I have long expected a sort of tide-turning to disable Movement Republicanism and re-enable the emergence of a sort of Eisenhower incumbent-elite Republicanism functioning as a loyal opposition nibbling at the edges of a diverse, secular, sustainable, social democratic multiculture dominated by Democrats (I think this is more or less what David Frum and his colleagues are arguing for as a best case scenario), but the current dysfunction looks to be setting the scene less for a tide-turning than a tipping-point yielding instead a shattering of the GOP into an utterly marginalized neo-confederate rump all too likely to turn from politics altogether in favor of "second amendment remedies."

Now, I fear, unless campaign finance reform, instant-runoff voting, re-organization of partisan apportionment of Congressional committees change to end the current party duopoly -- which simply cannot work, you know, when one of the only two parties is insane -- and enable viable multi-party politics (all of which is even less likely than it does now to seem an attractive prospect for reform if one party, even the Democratic one, gains strong prevalence), that I personally think the splintering of the always unwieldy GOP coalition of mega-rich and mega-church will be as bad for the country in many ways as it also obviously would also be good for it in others ways. This is true, among other reasons, because without an opening for viable organized politics reflecting "traditional" patriarchal religionists and moneyed elites -- and also, no doubt, anarcho-capitalists, Greens, socialists, and world parliamentarians, among others -- I think it likely many of the religionists will turn to terror and many more of the moneyed elites will continue to subvert Democratic priorities from within, neither of them with sure or even strong prospects of victory, but with lots of ugly otherwise avoidable mischief in store.

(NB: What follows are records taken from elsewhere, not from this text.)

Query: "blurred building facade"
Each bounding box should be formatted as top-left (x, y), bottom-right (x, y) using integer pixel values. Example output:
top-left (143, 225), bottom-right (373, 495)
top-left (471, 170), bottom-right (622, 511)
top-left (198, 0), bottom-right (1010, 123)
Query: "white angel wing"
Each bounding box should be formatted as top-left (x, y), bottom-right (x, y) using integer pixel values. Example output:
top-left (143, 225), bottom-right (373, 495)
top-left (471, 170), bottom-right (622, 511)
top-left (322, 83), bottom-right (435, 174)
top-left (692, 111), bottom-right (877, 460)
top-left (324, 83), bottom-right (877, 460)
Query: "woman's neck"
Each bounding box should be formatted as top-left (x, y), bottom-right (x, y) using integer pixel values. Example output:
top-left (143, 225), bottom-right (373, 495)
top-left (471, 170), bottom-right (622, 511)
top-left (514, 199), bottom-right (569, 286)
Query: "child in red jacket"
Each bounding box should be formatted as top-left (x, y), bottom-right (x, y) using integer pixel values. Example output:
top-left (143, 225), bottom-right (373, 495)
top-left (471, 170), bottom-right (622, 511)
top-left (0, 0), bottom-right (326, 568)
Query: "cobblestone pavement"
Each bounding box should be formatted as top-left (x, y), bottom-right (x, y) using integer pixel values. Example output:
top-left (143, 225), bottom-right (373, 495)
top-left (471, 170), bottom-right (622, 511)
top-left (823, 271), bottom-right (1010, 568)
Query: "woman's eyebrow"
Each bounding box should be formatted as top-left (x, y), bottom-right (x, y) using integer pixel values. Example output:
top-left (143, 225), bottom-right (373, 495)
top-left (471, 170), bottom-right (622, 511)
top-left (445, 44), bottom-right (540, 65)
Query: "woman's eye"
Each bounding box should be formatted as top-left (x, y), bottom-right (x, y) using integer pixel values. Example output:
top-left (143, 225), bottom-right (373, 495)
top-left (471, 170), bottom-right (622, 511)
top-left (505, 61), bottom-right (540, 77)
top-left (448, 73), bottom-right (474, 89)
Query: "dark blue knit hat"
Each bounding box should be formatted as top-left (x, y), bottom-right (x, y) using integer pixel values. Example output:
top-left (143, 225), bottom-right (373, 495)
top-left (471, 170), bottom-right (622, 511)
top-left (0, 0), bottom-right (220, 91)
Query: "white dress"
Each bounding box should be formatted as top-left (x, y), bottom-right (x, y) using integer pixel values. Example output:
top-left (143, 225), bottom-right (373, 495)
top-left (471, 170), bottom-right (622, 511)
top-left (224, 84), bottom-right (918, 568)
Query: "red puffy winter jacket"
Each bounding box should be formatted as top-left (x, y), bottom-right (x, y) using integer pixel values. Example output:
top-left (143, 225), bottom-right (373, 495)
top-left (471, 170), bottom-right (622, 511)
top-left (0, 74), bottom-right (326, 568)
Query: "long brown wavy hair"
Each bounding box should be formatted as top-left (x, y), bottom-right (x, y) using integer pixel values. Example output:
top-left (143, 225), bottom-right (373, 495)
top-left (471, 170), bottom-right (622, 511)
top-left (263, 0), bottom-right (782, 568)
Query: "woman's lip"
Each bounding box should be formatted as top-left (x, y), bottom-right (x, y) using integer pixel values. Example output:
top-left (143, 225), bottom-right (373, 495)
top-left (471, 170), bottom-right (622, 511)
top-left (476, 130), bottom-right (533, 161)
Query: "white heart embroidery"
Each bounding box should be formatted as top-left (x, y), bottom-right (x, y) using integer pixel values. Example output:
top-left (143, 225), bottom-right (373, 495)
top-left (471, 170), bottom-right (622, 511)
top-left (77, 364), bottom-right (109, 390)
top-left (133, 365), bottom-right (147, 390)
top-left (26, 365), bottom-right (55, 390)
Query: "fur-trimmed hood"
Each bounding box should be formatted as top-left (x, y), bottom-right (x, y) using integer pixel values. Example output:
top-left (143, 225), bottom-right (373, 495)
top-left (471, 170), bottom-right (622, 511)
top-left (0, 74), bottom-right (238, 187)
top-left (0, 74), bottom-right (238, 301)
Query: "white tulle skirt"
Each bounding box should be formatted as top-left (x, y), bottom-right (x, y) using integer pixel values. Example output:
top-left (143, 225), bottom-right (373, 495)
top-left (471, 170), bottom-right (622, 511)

I would personally prefer the emergence of a Frum-esque GOP to domesticate these dangers (although I have to admit I cannot much see what the appeal to actual Republicans would be, since the prospect it seems to offer them of a cynical permanent marginalization qua "loyal opposition" rather than zealous permanent marginalization qua "neo-confederate rump" hardly seems a pitch well-crafted to cater to the current crop of Republicans actually on offer), but am now worried that there may no longer be enough time for this development to happen as I observe the crazily accelerating Republican skid to oblivion in their obliviousness to Pelosi's "Duh."

1 comment:

jollyspaniard said...

I think the GOP can be rehabilitated, it just needs to spend several years in the dog house. Then conservative pragmatists will tack to the centre, downplay social issues and take the far right for granted.

As to right wing terror, you've already seen a bit of that. We're seeing it in Europe. It will largely consist of a bunch of kooky spree killers. Very tragic but not an existential threat.